Data Frame in R

The Data Frame in R is a table or two-dimensional data structure. In R Data Frames, records are stored in rows and columns, and we can access the elements using the row index and column index. The following are some of the characteristics:

  • A data frame in R is a list of variables and must contain the same number of rows with unique row names.
  • The Column Names should not be Empty.
  • Although data frame supports duplicate column names by using a check.names = FALSE. It is always preferable to use unique Column names.
  • The data stored in it can be Character, Numerical, or Factors.

In this article, we show you how to Create a Data Frame, How to Access Columns and Rows in R programming. And Manipulate the individual or Row level or Column level Elements, Creating Named Data Frames. It also explains some of the important functions supported by the Data Frame.

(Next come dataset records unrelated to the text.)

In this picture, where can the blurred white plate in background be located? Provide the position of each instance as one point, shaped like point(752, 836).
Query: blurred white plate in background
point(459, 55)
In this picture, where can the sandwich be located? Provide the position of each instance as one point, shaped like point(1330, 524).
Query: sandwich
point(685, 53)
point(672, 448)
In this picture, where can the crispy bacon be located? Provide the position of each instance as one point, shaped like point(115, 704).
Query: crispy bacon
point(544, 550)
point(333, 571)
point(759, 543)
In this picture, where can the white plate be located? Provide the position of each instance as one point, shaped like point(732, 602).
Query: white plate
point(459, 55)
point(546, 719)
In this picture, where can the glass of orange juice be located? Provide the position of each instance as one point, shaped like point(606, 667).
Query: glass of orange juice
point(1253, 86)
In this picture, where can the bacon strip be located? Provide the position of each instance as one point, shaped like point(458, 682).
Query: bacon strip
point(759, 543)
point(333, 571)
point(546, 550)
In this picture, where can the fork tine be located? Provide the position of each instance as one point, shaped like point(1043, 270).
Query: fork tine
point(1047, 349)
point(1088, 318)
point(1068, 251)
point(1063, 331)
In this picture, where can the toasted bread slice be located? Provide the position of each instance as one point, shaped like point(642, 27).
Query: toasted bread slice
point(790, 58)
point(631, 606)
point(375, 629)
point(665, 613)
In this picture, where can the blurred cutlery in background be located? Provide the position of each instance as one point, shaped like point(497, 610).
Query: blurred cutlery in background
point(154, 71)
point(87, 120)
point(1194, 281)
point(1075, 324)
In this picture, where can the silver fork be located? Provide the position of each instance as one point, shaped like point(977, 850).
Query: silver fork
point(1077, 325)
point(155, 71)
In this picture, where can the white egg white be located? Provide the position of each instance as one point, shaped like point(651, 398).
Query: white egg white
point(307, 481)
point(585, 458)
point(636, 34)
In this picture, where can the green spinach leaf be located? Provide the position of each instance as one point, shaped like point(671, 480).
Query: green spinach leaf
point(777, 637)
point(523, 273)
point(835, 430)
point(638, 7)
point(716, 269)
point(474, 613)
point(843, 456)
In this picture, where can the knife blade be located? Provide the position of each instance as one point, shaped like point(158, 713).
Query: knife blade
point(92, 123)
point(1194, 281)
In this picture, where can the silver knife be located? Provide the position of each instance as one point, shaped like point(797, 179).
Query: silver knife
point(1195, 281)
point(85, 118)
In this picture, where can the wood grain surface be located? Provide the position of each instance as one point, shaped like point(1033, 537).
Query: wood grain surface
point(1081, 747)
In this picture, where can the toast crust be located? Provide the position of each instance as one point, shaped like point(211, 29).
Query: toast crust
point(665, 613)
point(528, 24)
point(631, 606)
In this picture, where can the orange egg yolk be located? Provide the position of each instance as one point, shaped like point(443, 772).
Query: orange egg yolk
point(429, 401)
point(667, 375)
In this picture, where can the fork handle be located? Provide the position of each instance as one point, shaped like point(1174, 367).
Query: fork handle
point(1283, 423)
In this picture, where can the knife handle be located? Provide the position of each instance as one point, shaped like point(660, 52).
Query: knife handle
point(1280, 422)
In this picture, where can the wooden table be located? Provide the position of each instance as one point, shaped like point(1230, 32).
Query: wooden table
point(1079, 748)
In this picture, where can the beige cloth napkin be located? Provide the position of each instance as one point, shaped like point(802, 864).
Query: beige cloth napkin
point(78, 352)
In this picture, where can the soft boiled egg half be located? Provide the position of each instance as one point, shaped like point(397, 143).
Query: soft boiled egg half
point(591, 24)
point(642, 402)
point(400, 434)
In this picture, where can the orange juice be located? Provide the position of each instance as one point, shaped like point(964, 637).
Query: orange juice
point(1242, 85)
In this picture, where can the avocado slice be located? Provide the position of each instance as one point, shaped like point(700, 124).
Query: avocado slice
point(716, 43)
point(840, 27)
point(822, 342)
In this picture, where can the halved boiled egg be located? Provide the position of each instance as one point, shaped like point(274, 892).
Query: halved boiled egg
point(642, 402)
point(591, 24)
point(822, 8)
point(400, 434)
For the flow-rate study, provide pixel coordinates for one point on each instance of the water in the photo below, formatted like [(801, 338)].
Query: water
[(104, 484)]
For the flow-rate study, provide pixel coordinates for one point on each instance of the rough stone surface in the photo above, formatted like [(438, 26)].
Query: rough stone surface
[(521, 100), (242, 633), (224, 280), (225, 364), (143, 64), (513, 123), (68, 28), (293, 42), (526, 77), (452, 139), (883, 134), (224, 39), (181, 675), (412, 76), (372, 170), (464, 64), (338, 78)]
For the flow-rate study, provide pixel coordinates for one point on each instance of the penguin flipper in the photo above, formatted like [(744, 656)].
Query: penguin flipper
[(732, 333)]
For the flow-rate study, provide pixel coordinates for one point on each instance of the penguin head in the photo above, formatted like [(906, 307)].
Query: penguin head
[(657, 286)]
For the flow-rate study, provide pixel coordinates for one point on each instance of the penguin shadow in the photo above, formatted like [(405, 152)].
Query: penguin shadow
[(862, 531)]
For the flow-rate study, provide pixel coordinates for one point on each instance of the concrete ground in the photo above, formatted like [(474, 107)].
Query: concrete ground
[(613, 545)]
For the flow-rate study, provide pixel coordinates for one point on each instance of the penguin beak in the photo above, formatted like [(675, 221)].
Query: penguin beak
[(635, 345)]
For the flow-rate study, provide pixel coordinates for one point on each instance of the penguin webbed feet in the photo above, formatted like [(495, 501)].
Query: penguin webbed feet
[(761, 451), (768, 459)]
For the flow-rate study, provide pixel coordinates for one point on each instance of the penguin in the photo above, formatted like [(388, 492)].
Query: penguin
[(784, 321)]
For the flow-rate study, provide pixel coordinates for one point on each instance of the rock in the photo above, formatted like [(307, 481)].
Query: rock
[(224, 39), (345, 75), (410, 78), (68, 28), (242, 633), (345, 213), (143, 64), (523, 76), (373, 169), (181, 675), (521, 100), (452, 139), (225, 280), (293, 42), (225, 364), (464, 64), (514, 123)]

How to Create Data Frame in R

This example creates a Data Frame with a different element, and the most common way to begin is

Id <- c(1:10)
Name <- c("John", "Rob", "Ruben", "Christy","Johnson", "Miller", "Carlson", "Ruiz", "Yang","Zhu")
Occupation <- c("Professional", "Programmer","Management", "Clerical", 
                "Developer", "Programmer", "Management", "Clerical", "Developer","Programmer")
Salary <- c(80000, 70000, 90000, 50000, 60000, 75000, 92000, 68000, 55000, 82000)

employee <- data.frame(Id, Name, Occupation, Salary)
print(employee)

First, we created four vectors of a different type, and then the data frame using those four vectors.

Data Frame in R Programming 1

Create Named Data Frame

It shows the steps involved in creating a named Data Frame in R programming, and the syntax is:

DataFrame_Name <- data.frame(“index_Name1” = Item1, “index_Name2″ = Item2,… ,”index_NameN” = ItemN )

Id <- c(1:6)
Name <- c("John", "Rob", "Christy","Johnson", "Miller", "Zhu")
Occupation <- c("Professional", "Management", "Developer", "Programmer", "Clerical", "Admin")
Salary <- c(80000, 90000, 75000, 92000, 68000, 82000)

# We are assigning new names to the Columns
employee <- data.frame("Empid" = Id, "Full_Name" = Name, "Profession" = Occupation, "income" = Salary)

print(employee)

# Names function will display the Index Names of each Item 
print(names(employee))
names function

Access R Data Frame Elements

We can access the Data Frame item in R programming in multiple ways. Here, we show you how to access the items using the index position. The index value starts at one and ends at n, where n is the number of items.

For example, if we declare a data frame that stores ten items (10 columns), the index starts at one and ends at 10. To access 1st value use DataFrame_Name[1] and to access the 10th value, use DataFrame_Name[10].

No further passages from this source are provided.